Seçme ve Seçilme Hakkı

19. yüzyılın sonlarında kadınların oy verme hakkına kavuşabilmesi konusu kadın hakları hareketi için önemli bir aşama temsil etmiştir.[8]

Yeni Zellanda'da kadınlara seçme hakkı 1893 yılında, seçilme hakkı 1918'de verilmiştir. Bu yasa tüm ırktan kadınları kapsar.

1902'de Avusturalya'da kadınlar seçme hakkı kazanmıştır.

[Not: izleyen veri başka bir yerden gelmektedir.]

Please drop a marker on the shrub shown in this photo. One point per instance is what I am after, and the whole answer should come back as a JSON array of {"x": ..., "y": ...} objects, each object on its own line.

1906 yılında Finlandiya kadın vatandaşlarına seçme ve seçilme hakkı tanıyan ilk Avrupa ülkesi olmuştur. O yıllarda Rusya büyük çarlığına bağlı bir düklük olan Finlandiya, dünyada ilk kadın milletvekillerinin meclise girdigi ülke ünvanını da taşir. 1907 yılında 19 kadın milletvekili meclise girmeyi başarmıştır.

Norveç 1913'te, Danimarka ve o zaman Danimarka'ya bağlı olan Izlanda da 1915'de kadınlara oy hakkı vermiştir.

Kanada'da Quebec bölgesi hariç, kadınlar 1917'de seçme ve 1920'de seçilme hakkı elde ederken, Quebec'de kadınlara seçme ve seçilme hakkı 1940 yılında verilmiştir.

1917'de Rusya ve eski Sovyet cumhuriyetlerinden bir kısmında da kadınlar seçme ve seçilme hakkı elde etmişlerdir. Bu hak 1918 yılı genel seçimlerinde ilk defa kullanılmıştır.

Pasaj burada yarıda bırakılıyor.